Image credit: Dorthe Wildenschild, Oregon State University
The mechanization used in agriculture is getting more and more vast as time goes on, we are now using tractors weighing tens of tonned, with a relatively small footprint, and now with GPS guidance, the wheels are travelling on the same path each year.
A study completed by a team from the Oregon State University has found some alarming results, following the completion of a CT scan on two soil cores. The image above shows the pores in an untrafficked soil, and the pores in a soil driven over by a harvester 14 years earlier in an experiment.
The results are very clear; the compaction has caused most of the lateral pores, and some of the vertical pores to not just shrink, but disappear. This will cause water to flow into the soil, but not be able to diffuse through the soil matrix.
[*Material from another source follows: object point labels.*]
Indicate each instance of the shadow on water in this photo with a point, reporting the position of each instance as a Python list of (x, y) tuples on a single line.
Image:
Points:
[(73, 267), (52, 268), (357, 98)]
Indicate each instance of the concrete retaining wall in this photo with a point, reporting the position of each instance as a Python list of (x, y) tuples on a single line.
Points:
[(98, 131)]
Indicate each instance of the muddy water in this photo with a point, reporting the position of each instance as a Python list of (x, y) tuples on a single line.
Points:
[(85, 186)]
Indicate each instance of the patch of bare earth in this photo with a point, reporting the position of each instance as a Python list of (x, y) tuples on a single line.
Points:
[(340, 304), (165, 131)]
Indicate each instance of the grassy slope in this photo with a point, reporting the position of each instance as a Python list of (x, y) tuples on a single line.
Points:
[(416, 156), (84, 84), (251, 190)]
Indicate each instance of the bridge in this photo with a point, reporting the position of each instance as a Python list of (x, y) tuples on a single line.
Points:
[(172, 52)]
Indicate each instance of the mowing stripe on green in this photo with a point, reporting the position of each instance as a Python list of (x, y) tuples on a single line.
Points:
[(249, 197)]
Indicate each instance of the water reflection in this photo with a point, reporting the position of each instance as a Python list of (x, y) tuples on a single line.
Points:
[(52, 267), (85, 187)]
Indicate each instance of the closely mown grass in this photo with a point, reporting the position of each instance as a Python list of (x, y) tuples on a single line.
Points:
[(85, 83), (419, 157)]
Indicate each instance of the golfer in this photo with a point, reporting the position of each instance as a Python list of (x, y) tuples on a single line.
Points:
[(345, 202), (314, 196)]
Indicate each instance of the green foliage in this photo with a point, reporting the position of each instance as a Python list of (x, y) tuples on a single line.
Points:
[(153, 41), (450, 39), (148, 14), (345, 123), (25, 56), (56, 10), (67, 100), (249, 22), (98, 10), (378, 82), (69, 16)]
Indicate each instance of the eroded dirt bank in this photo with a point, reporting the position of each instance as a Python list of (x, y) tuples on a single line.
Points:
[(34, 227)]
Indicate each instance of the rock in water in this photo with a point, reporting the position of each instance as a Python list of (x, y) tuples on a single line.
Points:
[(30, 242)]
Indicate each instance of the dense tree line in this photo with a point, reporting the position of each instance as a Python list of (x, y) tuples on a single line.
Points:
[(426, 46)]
The group examined soil cores taken from a depth of 0.3 to 0.4 meters in plots where 30 years earlier a heavy tractor and trailer drove over the ground four times in an experimental treatment. Despite the elapsed time, macropores in the compacted subsoil were still highly altered compared with control soils, what’s more, the damage was done by wheel loads that were considerably lower than those used in agriculture today.
Another interesting use of technology, giving us much more information that the ‘pentrometer’ which has been used for the last 100 years to indicate soil compaction.